Yes, I know that the Last Jedi came out. I also haven’t talked about philosophy in awhile. And it’s been a couple of weeks since I’ve written a chapter for Phil Whistle.
But what are you going to do about it?
Life’s tough. I’ve got a lot on my plate and I’ve got even more on my mind.
And with the release of the latest Star Wars film, it appears that the most famous franchise of all time is back on top. It might not have ever left the top. But what people have forgotten is that for a very brief moment in time…VERY brief…Star Trek appeared to have finally bested Star Wars with critics and fans.
The year was 2009.
Star Trek essentially went dormant for five or so years following the cancellation of Enterprise. It appeared as though Rick Berman drove the series into the ground. There were too many bland Trek shows saturating the TV landscape and audiences (along with Trekkies) had enough. Internet forums were flooded with debates over whether or not Trek should be revived or forever remain in retirement.
Then rumors began circulating: Paramount wanted to bring back Kirk and Spock. Suddenly, seemingly out of nowhere, JJ Abrams and his crack team of producers and writers were officially tasked with bringing Star Trek back to the big screen.
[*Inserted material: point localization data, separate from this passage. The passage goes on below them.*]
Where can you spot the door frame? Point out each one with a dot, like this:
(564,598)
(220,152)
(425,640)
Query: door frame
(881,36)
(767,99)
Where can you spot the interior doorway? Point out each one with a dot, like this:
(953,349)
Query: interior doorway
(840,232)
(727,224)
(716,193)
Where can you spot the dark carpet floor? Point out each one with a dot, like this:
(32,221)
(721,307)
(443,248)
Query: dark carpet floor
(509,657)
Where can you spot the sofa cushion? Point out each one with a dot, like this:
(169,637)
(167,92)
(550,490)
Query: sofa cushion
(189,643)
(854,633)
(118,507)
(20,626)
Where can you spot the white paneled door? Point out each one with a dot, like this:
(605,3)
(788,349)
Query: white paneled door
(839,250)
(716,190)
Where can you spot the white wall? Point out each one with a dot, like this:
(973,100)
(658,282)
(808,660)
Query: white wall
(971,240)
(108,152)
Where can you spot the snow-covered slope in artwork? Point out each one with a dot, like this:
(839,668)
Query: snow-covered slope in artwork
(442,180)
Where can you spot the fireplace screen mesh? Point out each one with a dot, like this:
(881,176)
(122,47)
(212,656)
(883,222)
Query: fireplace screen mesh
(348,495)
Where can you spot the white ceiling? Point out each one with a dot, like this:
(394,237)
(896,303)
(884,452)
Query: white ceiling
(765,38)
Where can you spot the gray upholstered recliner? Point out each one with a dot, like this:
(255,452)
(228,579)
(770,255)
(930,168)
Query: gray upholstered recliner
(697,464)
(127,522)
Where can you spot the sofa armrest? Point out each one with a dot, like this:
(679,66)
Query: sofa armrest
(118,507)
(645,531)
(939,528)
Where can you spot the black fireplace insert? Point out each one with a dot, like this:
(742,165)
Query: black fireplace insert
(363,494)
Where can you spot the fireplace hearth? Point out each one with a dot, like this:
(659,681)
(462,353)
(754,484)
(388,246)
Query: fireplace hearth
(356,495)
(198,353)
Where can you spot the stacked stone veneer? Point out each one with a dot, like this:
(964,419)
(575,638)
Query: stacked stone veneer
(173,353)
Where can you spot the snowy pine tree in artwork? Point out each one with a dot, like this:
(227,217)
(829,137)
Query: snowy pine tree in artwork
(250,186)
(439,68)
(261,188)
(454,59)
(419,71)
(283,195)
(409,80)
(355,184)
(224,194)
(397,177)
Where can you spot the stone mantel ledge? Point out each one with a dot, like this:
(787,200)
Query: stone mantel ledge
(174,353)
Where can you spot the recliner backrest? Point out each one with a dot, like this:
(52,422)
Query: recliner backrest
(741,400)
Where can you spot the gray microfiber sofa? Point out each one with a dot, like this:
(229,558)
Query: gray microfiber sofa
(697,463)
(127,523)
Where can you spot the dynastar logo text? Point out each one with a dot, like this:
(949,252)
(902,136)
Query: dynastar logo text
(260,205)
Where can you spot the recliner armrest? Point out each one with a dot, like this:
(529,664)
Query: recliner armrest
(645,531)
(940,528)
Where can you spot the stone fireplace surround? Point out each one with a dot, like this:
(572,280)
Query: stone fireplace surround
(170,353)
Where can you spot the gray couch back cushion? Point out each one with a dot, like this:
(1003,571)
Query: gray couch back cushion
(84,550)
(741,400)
Trek was back, and it appeared that they wanted to do it RIGHT this time.
Star Wars, of course, was still insanely popular. But the prequels left the series slightly tainted. By the time Revenge of the Sith came out, audiences felt as though they were ready to get this thing over with.
George Lucas, the legend, overstayed his welcome with the series. It was the lowest point in Star Wars history. And then, all the sudden, it appeared as though Star Trek had all of the talent and anticipation.
When the 2009 film was released, I went to see it with a non-fan. After the opening sequence, the destruction of the USS Kelvin…one of the finest moments in Trek history, she looked over at me in amazement. I was speechless.
Was this Star Trek?
It looked as though the days of phoning in the makeup and special effects were over. This was Star Trek for the 21st Century.
And it was popular with non-fans as well. Many bitched about the “lens flares”, but I felt that it added a sense of realism that was never quite felt in the series before. (Plus, many have tried to mimic that look ever since. I mean, I don’t know, but could the cinematography in ST09 be one of the most famous in film history?) It might not have been the most “Trek”-like in the series, but no one cared. It was fun and the public wanted more.
And then we waited.
Suddenly it was 2013.
I believe it was in 2012 when it was announced that Disney had purchased Star Wars….and JJ Abrams was going to direct the first film. Abrams never made it a secret that he was more of a Star Wars than a Trek fan. That’s understandable. All I expected of him and his crew was to deliver another Trek film…preferably in a timely manner.
By the time Alex Kurtzman and Bob Orci announced that they began writing the script for a sequel, my first reaction was “why did it take you so long?”. As I recall, they didn’t start work on it until two years after the release of ST09. Although the studio and producers said publicly that they were committed to doing Star Trek, they treated the lazily titled Star Trek Into Darkness like an assignment that they forgot about and then tried desperately to cram it in.
I felt temporarily relieved after watching Into Darkness on its opening day. Sure, it fell apart a bit in the second half and Khan being played by a white guy was a bit bothersome, but overall I thought it was worth the wait.
Then I watched it again.
And then again.
When we watch movies, there’s a degree of acceptability regarding plot holes and things in general not making sense. This is especially true with summer blockbusters. Star Trek Into Darkness abuses this trust.
It felt exactly like the writers waited until the last minute to write this thing.
Bob Orci…poor Bob, supposedly the one “true” Trek fan in the Abrams crew…has taken a lot of heat over the last few years because of this film. At one point, he got into an argument with a fan on the Trekmovie.com message boards. In other interviews, I’ve heard him be quite defensive. Orci and Kurtzman would not return to the third installment.
In the years between Into Darkness and Star Trek Beyond, my enthusiasm for this Abrams’ “Kelvin Timeline” plummeted. Into Darkness was such a bad film that it would even ruin the once great ST09 for me. When it was announced that Star Trek Beyond was in production, I grew more disillusioned. “Justin “Fast and the Furious” Lin is directing?”, I thought. When positive reviews were spilling out prior to release, I didn’t believe any of it. I went into the theater with low expectations, and somehow I still ended up being disappointed. But I did get slightly depressed when I as the nu-Kirk, Spock, and McCoy standing together in the last scene: so much potential for these guys that was never realized.
While I respect what Chris Pine, Zachary Quinto, Karl Urban, and the crew did with such iconic characters…they truly did what I previously thought was impossible…I sincerely hope that we’ve seen the last of this “Kelvin Timeline”.
I’m not really interested in seeing a “rebooted” ST:TNG in this universe.
While everyone will flock to see Star Wars over the coming weeks, I just wanted to recall a brief time when Star Trek appeared to have a similar future. And perhaps it will someday, in some “alternate timeline”.